Asadi Fawad, Angsuwatanakul Thanate, O'Reilly Jamie A
College of Biomedical Engineering, Rangsit University, Pathum Thani 12000, Thailand.
School of Engineering, King Mongkut's Institute of Technology Ladkrabang, Bangkok 10520, Thailand.
IBRO Neurosci Rep. 2023 Dec 14;16:57-66. doi: 10.1016/j.ibneur.2023.12.002. eCollection 2024 Jun.
Gliomas observed in medical images require expert neuro-radiologist evaluation for treatment planning and monitoring, motivating development of intelligent systems capable of automating aspects of tumour evaluation. Deep learning models for automatic image segmentation rely on the amount and quality of training data. In this study we developed a neuroimaging synthesis technique to augment data for training fully-convolutional networks (U-nets) to perform automatic glioma segmentation. We used StyleGAN2-ada to simultaneously generate fluid-attenuated inversion recovery (FLAIR) magnetic resonance images and corresponding glioma segmentation masks. Synthetic data were successively added to real training data (n = 2751) in fourteen rounds of 1000 and used to train U-nets that were evaluated on held-out validation (n = 590) and test sets (n = 588). U-nets were trained with and without geometric augmentation (translation, zoom and shear), and Dice coefficients were computed to evaluate segmentation performance. We also monitored the number of training iterations before stopping, total training time, and time per iteration to evaluate computational costs associated with training each U-net. Synthetic data augmentation yielded marginal improvements in Dice coefficients (validation set +0.0409, test set +0.0355), whereas geometric augmentation improved generalization (standard deviation between training, validation and test set performances of 0.01 with, and 0.04 without geometric augmentation). Based on the modest performance gains for automatic glioma segmentation we find it hard to justify the computational expense of developing a synthetic image generation pipeline. Future work may seek to optimize the efficiency of synthetic data generation for augmentation of neuroimaging data.

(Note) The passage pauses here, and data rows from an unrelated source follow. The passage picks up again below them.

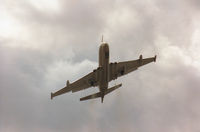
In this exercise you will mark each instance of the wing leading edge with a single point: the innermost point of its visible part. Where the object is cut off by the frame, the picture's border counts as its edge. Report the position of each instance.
(122, 68)
(90, 80)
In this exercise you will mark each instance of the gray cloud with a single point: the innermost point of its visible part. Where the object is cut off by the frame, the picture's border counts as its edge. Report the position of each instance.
(47, 46)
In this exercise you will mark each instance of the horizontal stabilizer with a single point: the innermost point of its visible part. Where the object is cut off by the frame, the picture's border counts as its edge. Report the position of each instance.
(112, 89)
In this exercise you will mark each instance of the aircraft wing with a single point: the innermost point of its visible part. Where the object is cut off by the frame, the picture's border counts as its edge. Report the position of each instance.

医学图像中观察到的胶质瘤需要专业神经放射科医生进行评估,以制定治疗计划和进行监测,这推动了能够自动执行肿瘤评估某些方面的智能系统的开发。用于自动图像分割的深度学习模型依赖于训练数据的数量和质量。在本研究中,我们开发了一种神经影像合成技术,以扩充数据来训练全卷积网络(U-net),以执行自动胶质瘤分割。我们使用StyleGAN2-ada同时生成液体衰减反转恢复(FLAIR)磁共振图像和相应的胶质瘤分割掩码。在十四轮每次1000次的过程中,将合成数据相继添加到真实训练数据(n = 2751)中,并用于训练在留出的验证集(n = 590)和测试集(n = 588)上进行评估的U-net。在有和没有几何增强(平移、缩放和剪切)的情况下训练U-net,并计算Dice系数以评估分割性能。我们还监测了停止前的训练迭代次数、总训练时间和每次迭代的时间,以评估与训练每个U-net相关的计算成本。合成数据增强在Dice系数方面产生了微小的改进(验证集提高了0.0409,测试集提高了0.0355),而几何增强提高了泛化能力(有几何增强时训练、验证和测试集性能之间的标准差为0.01,没有几何增强时为0.04)。基于自动胶质瘤分割的适度性能提升,我们发现很难证明开发合成图像生成管道的计算成本是合理的。未来的工作可能会寻求优化合成数据生成的效率,以扩充神经影像数据。